A moins que quelques-uns arrivent à dépasser cet horizon fatal et se fixent des objectifs alternatifs salutaires, réellement salutaires, c’est-à-dire qui soient durablement viables. Cela s’appelait en politique un programme, s’appelle en business un projet, en leadership une vision, en spiritualité un idéal.

Quel que soit le nom que vous lui donnez, s’il vous plait transformez votre colère, votre rébellion, votre insatisfaction en objectif et mettez-vous en  tête de le réaliser parce que si vous ne le faites pas, ils ne le feront pas pour vous.

Macron and Co ils ont l’avantage sur nous, les 99% ; ils savent ce qu’ils veulent. Leur projet : nous faire travailler plus, nous faire travailler pour moins, nous faire consommer plus en nous endettant plus, nous taxer plus, nous éliminer plus vite dès que nous produisons moins pour un seul but rien que pour leur pomme : gagner plus, encore plus, toujours plus, toujours toujours plus.  Et ils le font toujours plus bien depuis des générations. Ils sont organisés pour ça.

Ils ont des think-tanks, des G7, des G8, des gilettes pour nous raser plus net, des sommets, des sectes qui savent te maçonner de jolies lois casse-pipe, des Otan en emporte la démocratie où ils se concertent et où ils sélectionnent, formatent et backent pas chiche ceux qui feront le sale boulot pour eux.
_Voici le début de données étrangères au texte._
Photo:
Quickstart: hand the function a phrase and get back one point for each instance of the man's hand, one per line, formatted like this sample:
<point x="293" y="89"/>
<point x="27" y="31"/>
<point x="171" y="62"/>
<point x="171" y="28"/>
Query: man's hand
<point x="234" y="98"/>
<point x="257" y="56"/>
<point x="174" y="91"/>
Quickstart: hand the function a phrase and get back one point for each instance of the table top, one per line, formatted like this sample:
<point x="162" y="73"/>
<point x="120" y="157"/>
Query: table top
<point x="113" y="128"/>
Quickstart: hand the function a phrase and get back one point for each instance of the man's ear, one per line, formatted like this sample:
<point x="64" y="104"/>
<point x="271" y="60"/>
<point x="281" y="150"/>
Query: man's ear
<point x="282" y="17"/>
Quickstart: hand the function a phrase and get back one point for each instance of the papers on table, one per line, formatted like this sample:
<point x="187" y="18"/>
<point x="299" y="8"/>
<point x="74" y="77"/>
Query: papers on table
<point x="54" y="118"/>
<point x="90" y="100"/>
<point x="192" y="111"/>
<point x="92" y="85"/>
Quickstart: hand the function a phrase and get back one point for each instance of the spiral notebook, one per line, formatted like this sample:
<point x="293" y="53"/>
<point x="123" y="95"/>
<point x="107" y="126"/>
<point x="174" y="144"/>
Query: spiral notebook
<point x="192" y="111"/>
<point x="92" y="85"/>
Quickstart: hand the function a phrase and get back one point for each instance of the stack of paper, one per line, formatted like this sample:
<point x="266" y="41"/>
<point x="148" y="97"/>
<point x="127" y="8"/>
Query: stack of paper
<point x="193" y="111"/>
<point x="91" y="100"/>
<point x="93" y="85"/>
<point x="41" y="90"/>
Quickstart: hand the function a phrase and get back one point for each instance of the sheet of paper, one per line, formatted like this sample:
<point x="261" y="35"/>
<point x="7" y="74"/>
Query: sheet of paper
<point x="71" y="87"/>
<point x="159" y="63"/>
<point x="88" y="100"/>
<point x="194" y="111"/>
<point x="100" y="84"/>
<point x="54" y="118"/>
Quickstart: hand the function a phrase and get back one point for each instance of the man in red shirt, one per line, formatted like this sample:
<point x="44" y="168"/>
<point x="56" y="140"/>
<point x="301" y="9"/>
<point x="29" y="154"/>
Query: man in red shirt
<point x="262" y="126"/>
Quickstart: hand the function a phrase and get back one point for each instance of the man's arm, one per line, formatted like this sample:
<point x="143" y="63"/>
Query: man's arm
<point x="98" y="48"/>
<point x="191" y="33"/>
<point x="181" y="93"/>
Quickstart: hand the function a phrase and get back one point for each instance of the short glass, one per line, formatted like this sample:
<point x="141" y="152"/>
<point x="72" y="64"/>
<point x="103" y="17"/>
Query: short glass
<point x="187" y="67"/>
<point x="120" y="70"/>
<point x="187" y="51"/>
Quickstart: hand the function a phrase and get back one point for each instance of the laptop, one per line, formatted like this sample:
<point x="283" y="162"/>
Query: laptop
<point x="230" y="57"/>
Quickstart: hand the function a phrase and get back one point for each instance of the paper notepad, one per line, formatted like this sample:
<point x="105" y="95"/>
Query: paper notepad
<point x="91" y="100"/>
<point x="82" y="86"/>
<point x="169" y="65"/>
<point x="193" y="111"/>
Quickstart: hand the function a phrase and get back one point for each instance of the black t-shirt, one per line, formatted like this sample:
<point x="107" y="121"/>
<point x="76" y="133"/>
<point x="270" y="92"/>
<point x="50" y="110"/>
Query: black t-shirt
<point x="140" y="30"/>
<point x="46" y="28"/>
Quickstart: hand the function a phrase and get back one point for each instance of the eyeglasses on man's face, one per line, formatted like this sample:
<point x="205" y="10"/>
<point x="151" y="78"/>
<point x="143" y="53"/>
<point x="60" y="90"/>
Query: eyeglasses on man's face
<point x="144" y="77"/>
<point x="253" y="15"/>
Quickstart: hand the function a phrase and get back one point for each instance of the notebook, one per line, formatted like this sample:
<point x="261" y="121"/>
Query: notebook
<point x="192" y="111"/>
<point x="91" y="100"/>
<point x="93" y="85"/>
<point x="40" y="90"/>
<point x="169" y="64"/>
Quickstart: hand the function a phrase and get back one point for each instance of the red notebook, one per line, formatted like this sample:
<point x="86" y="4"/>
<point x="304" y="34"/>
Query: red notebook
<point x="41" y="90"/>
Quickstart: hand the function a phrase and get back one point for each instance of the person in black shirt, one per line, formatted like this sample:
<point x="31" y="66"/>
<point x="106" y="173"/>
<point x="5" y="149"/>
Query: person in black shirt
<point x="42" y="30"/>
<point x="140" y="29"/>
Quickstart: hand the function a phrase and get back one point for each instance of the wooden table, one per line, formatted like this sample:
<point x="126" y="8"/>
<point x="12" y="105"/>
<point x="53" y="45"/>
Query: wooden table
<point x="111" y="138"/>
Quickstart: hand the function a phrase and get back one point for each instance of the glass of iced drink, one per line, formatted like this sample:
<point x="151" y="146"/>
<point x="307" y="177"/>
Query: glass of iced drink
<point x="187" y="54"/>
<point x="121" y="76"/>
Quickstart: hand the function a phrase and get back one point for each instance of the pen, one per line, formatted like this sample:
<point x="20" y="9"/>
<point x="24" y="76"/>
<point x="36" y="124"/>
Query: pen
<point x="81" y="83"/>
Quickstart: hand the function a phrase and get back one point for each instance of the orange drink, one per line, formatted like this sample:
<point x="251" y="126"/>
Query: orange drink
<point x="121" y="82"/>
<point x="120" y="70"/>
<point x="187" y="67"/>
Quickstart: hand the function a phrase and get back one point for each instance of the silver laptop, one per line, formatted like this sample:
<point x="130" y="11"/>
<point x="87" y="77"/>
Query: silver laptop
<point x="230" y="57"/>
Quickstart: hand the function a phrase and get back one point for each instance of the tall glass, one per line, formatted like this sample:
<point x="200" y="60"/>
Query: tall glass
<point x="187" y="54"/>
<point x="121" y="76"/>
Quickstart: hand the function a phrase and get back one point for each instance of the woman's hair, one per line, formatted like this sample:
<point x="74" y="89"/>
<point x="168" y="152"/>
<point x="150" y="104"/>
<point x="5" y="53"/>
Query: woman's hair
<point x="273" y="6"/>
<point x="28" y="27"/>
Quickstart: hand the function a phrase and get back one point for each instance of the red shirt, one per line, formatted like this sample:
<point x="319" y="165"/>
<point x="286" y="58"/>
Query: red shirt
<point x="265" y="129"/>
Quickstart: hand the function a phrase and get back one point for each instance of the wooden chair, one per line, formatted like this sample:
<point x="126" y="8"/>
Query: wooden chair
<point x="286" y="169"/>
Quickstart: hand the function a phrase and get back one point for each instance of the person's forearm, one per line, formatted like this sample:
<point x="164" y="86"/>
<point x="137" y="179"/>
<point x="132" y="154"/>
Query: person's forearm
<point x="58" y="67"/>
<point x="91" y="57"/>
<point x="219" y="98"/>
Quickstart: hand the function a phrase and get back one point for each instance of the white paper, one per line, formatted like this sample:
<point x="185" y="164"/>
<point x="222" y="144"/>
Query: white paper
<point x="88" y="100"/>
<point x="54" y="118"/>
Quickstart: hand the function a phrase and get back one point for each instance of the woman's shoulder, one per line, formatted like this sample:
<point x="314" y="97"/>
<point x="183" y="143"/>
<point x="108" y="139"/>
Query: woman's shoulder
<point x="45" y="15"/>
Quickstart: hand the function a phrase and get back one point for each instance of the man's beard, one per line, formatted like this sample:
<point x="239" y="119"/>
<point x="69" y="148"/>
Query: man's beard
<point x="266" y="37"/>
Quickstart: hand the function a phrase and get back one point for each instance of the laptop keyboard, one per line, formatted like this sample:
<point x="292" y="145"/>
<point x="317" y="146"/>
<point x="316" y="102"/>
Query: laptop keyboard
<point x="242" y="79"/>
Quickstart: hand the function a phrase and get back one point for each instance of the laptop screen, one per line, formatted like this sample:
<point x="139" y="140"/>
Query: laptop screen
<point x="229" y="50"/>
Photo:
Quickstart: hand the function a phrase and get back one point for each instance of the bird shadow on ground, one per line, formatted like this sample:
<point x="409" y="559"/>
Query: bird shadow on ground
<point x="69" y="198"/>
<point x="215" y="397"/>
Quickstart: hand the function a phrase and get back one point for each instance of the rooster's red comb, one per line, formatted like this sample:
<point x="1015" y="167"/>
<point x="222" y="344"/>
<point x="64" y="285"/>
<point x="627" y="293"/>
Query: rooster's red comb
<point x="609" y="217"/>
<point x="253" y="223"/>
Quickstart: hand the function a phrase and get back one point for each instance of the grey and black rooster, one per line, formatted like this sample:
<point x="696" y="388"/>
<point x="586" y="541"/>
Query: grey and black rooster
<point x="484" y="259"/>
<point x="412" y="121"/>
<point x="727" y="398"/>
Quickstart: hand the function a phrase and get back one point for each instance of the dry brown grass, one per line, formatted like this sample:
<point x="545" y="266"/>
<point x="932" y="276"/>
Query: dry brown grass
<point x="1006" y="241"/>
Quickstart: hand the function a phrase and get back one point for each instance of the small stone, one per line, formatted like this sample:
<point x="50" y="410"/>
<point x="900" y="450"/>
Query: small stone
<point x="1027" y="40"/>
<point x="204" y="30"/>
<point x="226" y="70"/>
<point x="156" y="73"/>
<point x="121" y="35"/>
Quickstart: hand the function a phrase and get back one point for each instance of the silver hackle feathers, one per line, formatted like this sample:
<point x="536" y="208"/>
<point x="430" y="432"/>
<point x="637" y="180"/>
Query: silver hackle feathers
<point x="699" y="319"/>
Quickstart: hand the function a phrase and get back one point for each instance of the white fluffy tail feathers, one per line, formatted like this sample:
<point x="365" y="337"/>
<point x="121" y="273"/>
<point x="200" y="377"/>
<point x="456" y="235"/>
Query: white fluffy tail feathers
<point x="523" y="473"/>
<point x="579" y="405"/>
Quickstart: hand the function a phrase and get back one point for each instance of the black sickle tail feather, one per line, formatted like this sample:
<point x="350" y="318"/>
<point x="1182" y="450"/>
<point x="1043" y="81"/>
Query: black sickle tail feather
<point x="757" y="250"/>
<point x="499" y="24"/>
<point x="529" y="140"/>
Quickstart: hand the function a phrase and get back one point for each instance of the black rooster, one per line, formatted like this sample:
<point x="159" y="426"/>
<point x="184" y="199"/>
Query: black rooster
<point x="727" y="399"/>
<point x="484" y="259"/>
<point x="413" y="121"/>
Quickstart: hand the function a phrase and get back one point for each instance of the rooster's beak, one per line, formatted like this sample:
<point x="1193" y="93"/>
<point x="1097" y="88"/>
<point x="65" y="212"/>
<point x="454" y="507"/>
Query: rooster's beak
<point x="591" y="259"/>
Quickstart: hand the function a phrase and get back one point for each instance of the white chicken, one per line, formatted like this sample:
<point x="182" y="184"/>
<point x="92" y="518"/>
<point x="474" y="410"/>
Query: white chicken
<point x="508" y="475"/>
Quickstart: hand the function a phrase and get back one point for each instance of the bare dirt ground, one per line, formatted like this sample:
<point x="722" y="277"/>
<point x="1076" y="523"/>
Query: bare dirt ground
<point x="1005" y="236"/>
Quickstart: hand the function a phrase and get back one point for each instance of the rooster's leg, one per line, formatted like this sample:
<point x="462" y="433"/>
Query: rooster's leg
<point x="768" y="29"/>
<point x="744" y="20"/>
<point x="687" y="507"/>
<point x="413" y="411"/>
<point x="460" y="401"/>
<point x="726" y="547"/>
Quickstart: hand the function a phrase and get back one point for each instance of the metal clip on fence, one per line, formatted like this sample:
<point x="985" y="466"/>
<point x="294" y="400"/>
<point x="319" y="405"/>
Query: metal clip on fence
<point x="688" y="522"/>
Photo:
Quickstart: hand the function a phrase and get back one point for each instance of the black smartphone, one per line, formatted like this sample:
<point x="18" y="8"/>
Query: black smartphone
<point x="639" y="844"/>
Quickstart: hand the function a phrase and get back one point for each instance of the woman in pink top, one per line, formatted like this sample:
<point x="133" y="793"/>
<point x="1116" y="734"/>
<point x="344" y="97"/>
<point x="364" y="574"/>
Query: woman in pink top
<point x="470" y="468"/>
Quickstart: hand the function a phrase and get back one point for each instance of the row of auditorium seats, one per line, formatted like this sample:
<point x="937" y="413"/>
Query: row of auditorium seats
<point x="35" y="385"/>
Et ils y arrivent méga top bien. Certains appellent ça du complot, c’est juste de la bonne vieille stratégie, du bon vieux machiavélisme. Définir des objectifs, décider des moyens, se mettre d’accord dessus, s’allier pour le réaliser, planifier les actions et distribuer des noisettes pour acheter des gigolos à tout faire et s’en débarrasser une fois qu’ils sont grillés.

Donc on sait ce qui nous reste à faire, leur faire concurrence ! Plancher pour déjà construire en pensée un avenir radieux pour nous, nos enfants et petits-enfants parce que pour arriver à destination, le mieux c’est encore de savoir où l’on veut arriver.